One factor is that from the front end receiving a request to it replying was under a tight deadline , and a backend server would be penalized for timing out. Second, there were, if I recall correctly, 4 frontends (since they did very little work), and 64 backends (which implemented the business logic), and the backend selection was round robin (skipping ones deemed to loaded too handle a request). I don’t recall there ever been a bullwhip effect seen in the 12 years I was there. Also, it avoided yet another component (a separate load balancer) that could potentially fail.
And remember, every backend response would include the loading factor, and a “high load, back off” value was configurable (I forgot to mention).
 When I started, the front end had 3 seconds to respond to the request (if the backend timed out, we sent a “no data” response). Later on, that was tightened to 1.5 seconds, so there was an upper limit on the latency between the frontend and backend.

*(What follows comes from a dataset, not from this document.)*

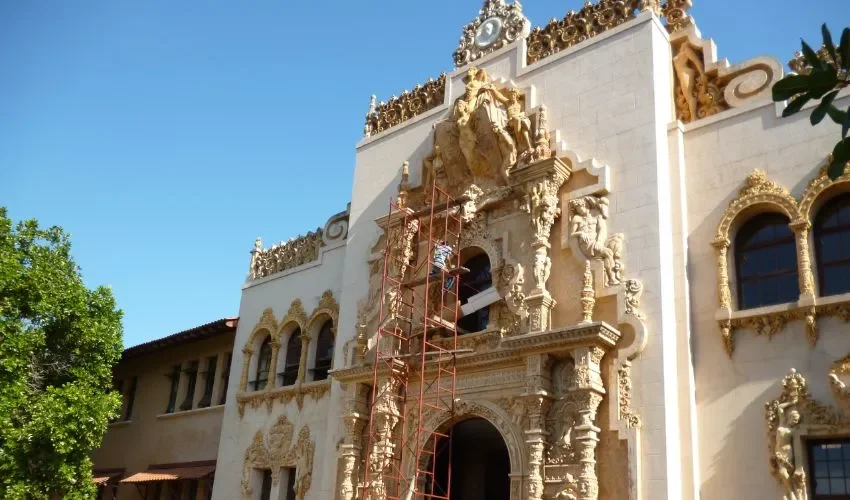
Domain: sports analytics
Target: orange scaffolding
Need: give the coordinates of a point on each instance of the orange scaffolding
(414, 372)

Reminds me of this oldie but goodie:
so pretty :)
This is amazing. One thing not talked about is difficulty of implementation: cost to compute the metric and how well it scales across multiple routers.
Assuming you don’t want global locks and you’ve got multiple entry points to each server (distributed routing) then some of the things like round robin end up devolving to random routing at scale.

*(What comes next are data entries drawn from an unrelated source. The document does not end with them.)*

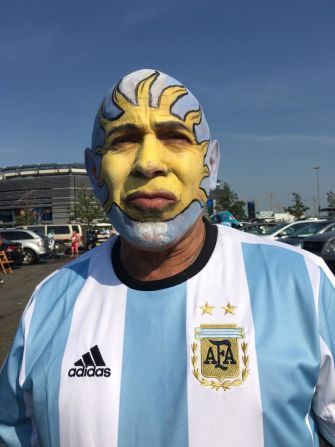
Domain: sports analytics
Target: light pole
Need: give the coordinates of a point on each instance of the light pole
(317, 168)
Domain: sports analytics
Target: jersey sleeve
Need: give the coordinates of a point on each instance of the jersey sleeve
(16, 416)
(324, 398)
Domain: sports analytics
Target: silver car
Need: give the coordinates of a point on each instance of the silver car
(34, 246)
(322, 245)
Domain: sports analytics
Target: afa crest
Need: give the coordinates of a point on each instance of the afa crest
(219, 357)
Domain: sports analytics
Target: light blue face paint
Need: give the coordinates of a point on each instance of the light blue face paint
(143, 233)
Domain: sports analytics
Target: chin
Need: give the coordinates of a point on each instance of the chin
(155, 235)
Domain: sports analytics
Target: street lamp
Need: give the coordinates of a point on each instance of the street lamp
(317, 168)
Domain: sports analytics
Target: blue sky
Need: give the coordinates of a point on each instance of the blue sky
(263, 71)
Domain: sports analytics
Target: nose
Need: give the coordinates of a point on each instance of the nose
(148, 162)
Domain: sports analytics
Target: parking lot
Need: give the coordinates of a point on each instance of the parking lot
(15, 293)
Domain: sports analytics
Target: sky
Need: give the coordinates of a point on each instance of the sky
(262, 70)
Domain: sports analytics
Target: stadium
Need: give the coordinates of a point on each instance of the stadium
(47, 190)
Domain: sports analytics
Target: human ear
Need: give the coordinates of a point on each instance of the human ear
(214, 161)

The Heroku router on common runtime (private and performance dynos get a dedicated router) is distributed and it’s really hard to beat random as synchronization and bookkeeping costs become non-trivial.
I understand that not many container clusters need to operate on “Heroku scale” so perhaps it’s a bit of a niche tidbit. Still I wanted to mention it. Again, great article.
Thank you so much!
I very, very intentionally glossed over the cost of making load balancing decisions. It’s entirely because they were challenging to quantify and visualise individually. This played in to the reason to not show the “power of 2 choices” algorithm, because one of the things it does well at optimising is the cost of deciding where to send a request.
I’ve no doubt they could be visualised, but I couldn’t personally figure it out in a way that meshed well with my overall goal of exposing people to a set of load balancing algorithms of increasing complexity.